А-Два (СИ) - Гельт Адель
П-119, как и все остальные лодки проекта П-4 — кораблик совсем небольшой. Строго говоря, бронекатер, пусть и закрытого грунта. Ходит недалеко, воюет не очень больно, зато маневренности просто роскошной.
Если проводить аналогию между загадочным военно-подземным флотом и куда лучше знакомым населению флотом военно-морским, ближайшим родственником П-119 можно было бы назвать детище капиталиста Люрссена, мелкий, шустрый и очень опасный эс-бот. Однако, как учат нас классики, всякая аналогия ложна, да и не годится сравнивать замечательное изделие рабочих и инженеров Советской Германии с гнусным орудием режима столь чудовищного, что его даже упоминать вслух нельзя без специальной оговорки — «Запрещено на территории СССР».
Сейчас, сразу по выходу из базы, небольшие недостатки проекта казались несерьезными, а достоинства — очевидными и приумножающимися.
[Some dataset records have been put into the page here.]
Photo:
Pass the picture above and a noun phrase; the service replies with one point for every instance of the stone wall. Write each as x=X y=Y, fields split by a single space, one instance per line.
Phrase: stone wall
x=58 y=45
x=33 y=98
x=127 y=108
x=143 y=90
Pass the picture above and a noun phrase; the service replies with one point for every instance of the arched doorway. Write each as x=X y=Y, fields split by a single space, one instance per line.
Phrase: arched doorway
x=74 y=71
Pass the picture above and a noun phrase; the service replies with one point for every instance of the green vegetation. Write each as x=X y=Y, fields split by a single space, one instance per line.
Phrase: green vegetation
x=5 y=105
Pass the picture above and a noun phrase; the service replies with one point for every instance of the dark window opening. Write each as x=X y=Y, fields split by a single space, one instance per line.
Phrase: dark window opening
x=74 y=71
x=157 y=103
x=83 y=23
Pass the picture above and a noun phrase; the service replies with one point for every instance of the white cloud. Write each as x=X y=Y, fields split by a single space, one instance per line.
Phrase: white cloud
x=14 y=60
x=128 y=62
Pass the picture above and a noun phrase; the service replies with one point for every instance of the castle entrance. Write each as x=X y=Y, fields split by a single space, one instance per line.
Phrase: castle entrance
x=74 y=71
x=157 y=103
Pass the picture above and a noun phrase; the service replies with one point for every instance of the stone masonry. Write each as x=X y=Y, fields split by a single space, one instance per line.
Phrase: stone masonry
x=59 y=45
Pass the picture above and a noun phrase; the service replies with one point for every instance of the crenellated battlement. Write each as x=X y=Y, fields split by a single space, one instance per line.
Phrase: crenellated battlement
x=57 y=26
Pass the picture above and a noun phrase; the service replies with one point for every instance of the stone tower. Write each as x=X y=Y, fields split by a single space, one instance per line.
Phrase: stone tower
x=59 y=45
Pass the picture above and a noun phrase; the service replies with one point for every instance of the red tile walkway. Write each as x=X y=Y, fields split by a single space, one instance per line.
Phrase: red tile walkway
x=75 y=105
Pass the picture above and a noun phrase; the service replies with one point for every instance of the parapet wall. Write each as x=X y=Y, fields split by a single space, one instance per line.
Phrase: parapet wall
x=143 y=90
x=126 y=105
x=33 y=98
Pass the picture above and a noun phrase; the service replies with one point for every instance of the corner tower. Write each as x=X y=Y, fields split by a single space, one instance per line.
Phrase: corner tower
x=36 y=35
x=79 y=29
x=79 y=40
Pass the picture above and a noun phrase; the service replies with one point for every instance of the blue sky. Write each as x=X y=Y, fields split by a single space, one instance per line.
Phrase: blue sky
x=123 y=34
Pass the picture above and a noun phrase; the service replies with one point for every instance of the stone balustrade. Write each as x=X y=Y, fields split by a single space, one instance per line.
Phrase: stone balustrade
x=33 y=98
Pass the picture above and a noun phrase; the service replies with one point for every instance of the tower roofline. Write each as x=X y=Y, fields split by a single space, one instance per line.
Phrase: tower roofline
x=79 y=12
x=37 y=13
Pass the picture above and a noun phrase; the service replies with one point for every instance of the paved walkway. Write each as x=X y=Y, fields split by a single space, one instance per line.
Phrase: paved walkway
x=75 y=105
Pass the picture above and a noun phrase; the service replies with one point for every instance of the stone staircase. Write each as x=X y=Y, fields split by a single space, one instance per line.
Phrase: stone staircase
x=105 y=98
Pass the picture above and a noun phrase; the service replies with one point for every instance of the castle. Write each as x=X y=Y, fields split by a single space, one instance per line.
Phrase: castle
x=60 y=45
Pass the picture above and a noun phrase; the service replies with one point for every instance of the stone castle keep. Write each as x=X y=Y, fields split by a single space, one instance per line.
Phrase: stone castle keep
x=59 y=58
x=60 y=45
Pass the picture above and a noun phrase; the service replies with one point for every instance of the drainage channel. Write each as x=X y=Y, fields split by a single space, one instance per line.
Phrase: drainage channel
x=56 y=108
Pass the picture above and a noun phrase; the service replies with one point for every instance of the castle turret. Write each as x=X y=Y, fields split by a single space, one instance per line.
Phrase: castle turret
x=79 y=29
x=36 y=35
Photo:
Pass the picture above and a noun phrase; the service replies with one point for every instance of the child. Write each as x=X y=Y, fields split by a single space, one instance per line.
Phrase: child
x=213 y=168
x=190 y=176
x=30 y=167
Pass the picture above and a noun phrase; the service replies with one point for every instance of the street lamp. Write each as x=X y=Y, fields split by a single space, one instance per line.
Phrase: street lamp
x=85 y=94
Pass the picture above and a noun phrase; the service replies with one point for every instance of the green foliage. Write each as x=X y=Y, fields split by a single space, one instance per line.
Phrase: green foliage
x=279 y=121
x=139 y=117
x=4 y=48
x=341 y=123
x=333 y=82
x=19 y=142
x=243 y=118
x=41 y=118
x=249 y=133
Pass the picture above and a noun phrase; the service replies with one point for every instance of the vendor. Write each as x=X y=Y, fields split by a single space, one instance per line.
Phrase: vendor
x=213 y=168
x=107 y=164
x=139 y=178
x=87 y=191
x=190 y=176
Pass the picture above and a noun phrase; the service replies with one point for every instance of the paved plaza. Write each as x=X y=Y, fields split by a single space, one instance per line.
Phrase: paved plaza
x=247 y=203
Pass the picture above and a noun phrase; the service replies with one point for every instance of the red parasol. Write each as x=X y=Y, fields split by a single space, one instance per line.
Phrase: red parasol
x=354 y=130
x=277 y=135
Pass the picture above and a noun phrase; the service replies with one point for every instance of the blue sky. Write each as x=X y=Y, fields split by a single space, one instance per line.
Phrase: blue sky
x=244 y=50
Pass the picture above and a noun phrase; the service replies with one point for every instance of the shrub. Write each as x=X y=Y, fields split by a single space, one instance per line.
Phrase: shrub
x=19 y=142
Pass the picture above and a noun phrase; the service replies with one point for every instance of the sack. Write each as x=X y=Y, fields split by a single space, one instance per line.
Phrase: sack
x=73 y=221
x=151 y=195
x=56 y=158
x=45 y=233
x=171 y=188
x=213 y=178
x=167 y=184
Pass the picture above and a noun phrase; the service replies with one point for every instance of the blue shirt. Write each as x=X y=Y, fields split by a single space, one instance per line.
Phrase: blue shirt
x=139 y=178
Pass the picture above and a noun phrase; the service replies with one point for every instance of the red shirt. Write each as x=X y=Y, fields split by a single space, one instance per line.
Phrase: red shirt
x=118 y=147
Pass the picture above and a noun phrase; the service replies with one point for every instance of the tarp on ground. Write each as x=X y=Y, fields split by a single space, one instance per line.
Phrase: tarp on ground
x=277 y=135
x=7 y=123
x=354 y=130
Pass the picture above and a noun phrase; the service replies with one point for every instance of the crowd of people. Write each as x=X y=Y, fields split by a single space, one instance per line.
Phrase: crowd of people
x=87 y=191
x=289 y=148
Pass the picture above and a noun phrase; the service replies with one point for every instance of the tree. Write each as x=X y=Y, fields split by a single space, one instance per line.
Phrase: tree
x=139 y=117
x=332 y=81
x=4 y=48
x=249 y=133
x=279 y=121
Экономический ход отбирал у реактора намного меньшую мощность, чем крейсерский, или, тем более, форсаж, поэтому отсеки были ярко освещены. На сколько-нибудь разумной дистанции не ожидалось опасного противника, поэтому режим молчания не соблюдался, и в отсеках было шумно. Наконец, лодка только что вышла из базы, устать не успел вообще никто, поэтому в отсеках было людно.
Капитан-лейтенант Гюнтер Корсак пребывал одновременно на мостике и в прекраснейшем расположении духа. Дежурство начиналось отменно, впереди был самый интересный район и важное задание — лодка шла под Лимбург.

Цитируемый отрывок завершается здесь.